The scrappy face of this painting, with its dark eye sockets, feels both private and public. Most of the other artists in this show painted self-portraits with full awareness of an audience. But Friebert’s portrait doesn’t quite carry that hey-look-at-me quality. There’s an earnest grit to it. He seems to use the self-portrait as a place for greater risk-taking and baths the face in a gooey yellow light that feels carelessly evocative.

Like Rembrandt, Katie Musolff uses the self-portrait as a calling card for her portrait painting practice. Delicate gray and white watercolor studies reveal a confidence with rendering and a commitment to painting from life. We know she’s staring into a mirror as she negotiates her own facial topography. It gives these studies a sense of immediacy that cannot be obtained when painting from photographs. The hesitant touch of the watercolor media suits her youthfulness.  It also suggests the fluidity of a passing glance or a moment held against the cyclone of time.

Waldek Dynerman, who teaches at the Milwaukee Institute of Art and Design, takes the serial approach to suggest multiple selves in various states of concealment. A counter-force to Musolff’s sweetness, this series of lithographs of faces worked into mixed media carries the sense of discord seen in Dynerman’s broader art practice. Obfuscation versus exposure may be the underlying choreographic principle of our lives.

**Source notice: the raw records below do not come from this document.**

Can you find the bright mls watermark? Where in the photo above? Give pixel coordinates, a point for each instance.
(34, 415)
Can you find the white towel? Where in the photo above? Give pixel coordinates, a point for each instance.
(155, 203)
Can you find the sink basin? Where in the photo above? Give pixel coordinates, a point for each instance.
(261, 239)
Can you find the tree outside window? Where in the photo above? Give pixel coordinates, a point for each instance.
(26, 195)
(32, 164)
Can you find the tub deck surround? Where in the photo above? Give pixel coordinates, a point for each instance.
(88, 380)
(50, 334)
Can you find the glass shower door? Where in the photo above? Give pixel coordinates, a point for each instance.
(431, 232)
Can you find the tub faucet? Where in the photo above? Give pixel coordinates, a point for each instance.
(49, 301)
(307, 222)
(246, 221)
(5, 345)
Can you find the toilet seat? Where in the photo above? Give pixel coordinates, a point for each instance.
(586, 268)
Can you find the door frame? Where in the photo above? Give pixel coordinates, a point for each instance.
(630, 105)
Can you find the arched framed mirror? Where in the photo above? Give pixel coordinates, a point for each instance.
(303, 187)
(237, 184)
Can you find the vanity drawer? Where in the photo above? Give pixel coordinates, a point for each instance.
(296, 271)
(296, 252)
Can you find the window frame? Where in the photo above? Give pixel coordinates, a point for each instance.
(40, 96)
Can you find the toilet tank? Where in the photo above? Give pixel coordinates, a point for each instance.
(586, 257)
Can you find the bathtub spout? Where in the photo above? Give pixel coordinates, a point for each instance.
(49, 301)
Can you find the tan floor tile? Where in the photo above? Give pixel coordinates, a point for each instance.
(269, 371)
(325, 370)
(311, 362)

Milwaukee’s foremost cow and ballerina painter, Schomer Lichtner seems to smirk down on all these hardworking artists with a sumi ink profile, a la Picasso. A few nicely dashed lines designate his 1970s mustachioed persona. Next to him are four abstract panels by Allison B. Cooke meant to suggest internal moods stimulated by far away places.

So many faces and so many styles. In the end, this show is a family gathering of the artists whom Elaine Erickson champions, a nice glimpse of the breadth of this long-established gallerist’s interests.